At thy return my blushing was not small,
My rambling brat (in print) should mother call,
I cast thee by as one unfit for light,
Thy Visage was so irksome in my sight;
Yet being mine own, at length affection would
Thy blemishes amend, if so I could:
I wash'd thy face, but more defects I saw,
And rubbing off a sport, still made a flaw.
I stretched thy joynts to make thee even fet,
Yet still thou run'st more hobbling then is meet;
In better dress to trim thee was my mind,
But nought save home-spun Cloth, i' th' house I find.
In this array 'mongst Vulgars mayst thou roam.
In Criticks hands, beware thou dost not come;
And take thy way where yet thou art not known,
If for thy Father askt, say, thou hadst known,
If for thy Father askt, say, thou hadst none:
And for thy Mother, she alas is poor,
Which casu'd her thus to send thee out of door.

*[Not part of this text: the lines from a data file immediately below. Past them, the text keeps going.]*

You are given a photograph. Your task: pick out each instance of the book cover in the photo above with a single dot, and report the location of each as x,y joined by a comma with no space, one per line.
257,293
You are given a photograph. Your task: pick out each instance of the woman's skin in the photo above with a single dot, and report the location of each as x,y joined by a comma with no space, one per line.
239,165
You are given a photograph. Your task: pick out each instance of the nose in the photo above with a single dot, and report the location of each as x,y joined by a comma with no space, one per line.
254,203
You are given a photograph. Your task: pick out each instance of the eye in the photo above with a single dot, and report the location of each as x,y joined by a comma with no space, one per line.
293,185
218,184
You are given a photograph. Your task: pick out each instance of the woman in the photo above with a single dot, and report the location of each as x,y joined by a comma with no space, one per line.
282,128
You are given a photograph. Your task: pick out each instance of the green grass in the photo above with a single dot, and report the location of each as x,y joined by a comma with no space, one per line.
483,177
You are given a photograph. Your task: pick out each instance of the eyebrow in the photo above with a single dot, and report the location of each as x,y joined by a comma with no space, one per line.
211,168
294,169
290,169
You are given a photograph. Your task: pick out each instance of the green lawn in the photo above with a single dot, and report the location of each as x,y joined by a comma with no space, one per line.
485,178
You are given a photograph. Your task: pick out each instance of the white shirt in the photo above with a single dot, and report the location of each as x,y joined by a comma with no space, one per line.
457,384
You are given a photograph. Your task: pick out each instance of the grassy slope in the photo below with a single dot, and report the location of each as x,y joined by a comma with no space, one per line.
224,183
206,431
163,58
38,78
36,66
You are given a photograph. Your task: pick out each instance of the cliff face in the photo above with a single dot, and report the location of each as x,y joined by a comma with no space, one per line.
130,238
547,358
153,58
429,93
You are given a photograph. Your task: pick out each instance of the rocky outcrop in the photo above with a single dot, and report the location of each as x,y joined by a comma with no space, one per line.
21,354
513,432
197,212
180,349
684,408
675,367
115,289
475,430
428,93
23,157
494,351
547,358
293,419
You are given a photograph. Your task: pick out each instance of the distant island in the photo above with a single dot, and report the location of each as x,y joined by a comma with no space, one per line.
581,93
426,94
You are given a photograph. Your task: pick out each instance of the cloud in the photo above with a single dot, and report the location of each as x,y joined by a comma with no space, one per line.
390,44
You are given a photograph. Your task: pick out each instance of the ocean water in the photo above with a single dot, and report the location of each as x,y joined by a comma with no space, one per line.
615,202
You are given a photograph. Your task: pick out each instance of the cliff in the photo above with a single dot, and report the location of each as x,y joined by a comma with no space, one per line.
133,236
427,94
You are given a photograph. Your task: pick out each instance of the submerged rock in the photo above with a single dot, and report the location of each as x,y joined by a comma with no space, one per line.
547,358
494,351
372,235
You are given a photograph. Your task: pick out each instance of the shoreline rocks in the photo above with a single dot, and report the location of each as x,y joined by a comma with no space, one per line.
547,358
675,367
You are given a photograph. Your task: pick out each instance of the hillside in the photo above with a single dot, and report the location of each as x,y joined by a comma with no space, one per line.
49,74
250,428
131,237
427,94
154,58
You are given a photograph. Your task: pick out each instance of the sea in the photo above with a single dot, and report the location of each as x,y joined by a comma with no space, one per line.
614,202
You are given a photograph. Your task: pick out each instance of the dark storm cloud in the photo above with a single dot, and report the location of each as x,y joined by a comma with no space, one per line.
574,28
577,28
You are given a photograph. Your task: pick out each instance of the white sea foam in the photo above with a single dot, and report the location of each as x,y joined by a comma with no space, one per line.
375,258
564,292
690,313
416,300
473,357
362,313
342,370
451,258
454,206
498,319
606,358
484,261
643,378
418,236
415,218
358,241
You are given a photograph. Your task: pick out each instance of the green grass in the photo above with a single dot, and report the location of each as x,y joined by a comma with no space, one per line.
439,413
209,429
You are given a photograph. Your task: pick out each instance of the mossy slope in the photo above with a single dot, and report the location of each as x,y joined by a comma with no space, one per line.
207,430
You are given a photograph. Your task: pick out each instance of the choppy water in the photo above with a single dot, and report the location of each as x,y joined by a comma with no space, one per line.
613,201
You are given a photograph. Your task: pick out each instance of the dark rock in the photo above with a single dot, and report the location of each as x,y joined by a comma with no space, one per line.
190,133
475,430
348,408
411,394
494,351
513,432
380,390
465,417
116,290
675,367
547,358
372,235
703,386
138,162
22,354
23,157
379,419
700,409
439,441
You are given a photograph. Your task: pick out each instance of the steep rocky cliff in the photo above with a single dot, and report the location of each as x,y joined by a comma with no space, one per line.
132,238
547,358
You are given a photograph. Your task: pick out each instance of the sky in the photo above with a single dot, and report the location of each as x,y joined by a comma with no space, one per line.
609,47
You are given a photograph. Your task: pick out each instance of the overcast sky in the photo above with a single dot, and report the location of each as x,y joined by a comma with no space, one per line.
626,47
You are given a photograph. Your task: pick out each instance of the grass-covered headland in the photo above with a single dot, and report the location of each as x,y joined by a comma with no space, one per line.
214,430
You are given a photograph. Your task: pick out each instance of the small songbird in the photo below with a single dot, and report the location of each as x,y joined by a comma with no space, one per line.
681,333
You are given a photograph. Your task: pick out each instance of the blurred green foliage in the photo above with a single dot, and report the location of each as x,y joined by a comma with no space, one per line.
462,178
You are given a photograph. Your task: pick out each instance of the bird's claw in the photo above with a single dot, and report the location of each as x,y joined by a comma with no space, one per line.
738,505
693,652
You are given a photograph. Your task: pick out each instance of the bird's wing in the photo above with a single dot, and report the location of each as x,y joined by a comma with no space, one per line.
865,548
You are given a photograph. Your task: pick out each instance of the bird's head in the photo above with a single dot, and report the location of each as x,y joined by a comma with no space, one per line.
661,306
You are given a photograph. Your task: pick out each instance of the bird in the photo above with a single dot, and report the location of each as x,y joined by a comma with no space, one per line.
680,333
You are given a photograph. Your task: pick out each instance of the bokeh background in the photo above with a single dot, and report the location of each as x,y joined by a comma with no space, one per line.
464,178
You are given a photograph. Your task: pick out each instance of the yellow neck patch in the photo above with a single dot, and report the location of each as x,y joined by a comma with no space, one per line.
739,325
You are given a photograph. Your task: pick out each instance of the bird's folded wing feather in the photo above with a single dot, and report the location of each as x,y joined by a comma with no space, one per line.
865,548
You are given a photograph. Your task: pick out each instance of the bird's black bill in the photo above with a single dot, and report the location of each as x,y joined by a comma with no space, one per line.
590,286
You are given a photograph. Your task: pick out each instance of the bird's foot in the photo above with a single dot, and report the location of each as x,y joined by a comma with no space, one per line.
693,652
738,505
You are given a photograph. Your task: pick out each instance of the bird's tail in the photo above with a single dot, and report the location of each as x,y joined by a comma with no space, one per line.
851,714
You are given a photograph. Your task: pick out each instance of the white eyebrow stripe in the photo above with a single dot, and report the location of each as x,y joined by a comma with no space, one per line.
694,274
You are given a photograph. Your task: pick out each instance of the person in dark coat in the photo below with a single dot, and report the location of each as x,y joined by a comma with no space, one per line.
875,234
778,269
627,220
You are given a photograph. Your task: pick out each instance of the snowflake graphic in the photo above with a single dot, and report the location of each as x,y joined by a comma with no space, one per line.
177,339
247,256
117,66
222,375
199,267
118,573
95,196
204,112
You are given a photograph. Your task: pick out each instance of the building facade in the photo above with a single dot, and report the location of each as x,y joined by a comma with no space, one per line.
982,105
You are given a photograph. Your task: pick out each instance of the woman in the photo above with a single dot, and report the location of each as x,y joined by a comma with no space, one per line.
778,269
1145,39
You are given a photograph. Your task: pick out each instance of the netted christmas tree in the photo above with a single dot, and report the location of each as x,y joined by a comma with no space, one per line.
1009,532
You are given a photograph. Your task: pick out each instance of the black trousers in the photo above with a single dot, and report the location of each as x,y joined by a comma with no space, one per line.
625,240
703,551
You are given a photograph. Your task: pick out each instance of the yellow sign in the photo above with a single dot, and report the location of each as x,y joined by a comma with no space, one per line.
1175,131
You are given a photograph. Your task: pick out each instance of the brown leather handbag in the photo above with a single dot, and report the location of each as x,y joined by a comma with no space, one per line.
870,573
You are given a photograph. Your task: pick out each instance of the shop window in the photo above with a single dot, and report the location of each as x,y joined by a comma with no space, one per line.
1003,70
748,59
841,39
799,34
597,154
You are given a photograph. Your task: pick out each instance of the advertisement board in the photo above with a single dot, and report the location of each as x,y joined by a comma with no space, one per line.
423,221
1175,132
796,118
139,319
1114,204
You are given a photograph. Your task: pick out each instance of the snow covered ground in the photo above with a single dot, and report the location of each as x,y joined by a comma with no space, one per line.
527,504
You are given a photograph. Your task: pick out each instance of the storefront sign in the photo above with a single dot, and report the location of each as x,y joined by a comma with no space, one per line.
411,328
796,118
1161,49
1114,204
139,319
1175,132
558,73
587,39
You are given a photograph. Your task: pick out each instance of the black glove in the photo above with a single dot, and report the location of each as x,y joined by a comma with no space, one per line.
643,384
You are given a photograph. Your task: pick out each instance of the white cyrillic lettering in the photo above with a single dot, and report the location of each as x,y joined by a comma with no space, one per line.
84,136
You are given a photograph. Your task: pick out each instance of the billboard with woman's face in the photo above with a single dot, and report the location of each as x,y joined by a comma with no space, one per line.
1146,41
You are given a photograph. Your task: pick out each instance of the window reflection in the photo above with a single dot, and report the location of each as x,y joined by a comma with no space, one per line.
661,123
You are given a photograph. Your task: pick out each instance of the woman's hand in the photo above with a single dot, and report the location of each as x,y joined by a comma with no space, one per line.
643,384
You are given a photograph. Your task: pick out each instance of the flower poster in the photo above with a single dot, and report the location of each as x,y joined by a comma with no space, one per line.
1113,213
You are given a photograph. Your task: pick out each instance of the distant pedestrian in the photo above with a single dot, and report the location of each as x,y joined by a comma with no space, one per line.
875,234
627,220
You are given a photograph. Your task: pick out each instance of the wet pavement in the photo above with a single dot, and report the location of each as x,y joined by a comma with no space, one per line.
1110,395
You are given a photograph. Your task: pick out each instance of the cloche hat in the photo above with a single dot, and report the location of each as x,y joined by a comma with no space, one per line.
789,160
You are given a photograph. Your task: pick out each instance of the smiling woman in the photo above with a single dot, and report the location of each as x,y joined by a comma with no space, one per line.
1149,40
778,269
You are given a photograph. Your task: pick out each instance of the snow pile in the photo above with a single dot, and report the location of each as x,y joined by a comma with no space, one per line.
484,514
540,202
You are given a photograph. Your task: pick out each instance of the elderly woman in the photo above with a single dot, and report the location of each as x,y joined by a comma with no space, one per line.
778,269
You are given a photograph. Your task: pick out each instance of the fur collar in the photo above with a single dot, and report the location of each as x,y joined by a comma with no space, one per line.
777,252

I am sympathetic to Anne Bradstreet here, as she frets over the book of poetry she has published. It's like a child to her, and though it is full of flaws, she loves it, but feels that no matter how much she tries to polish or mend it, she cannot make it free from blemish. It wasn't even her idea to publish, to hear her tell it, but some friends, who brought her verses from Massachusetts (where Bradstreet lived until her death in 1672) to London, In reality, her poetry was very well received in London, and today, she stands as one of the most important and esteemed poets of the early American poets. In the end, despite her misgivings, she allowed the book to publish and sell, as she needed money. I'd say it worked out well for all of us.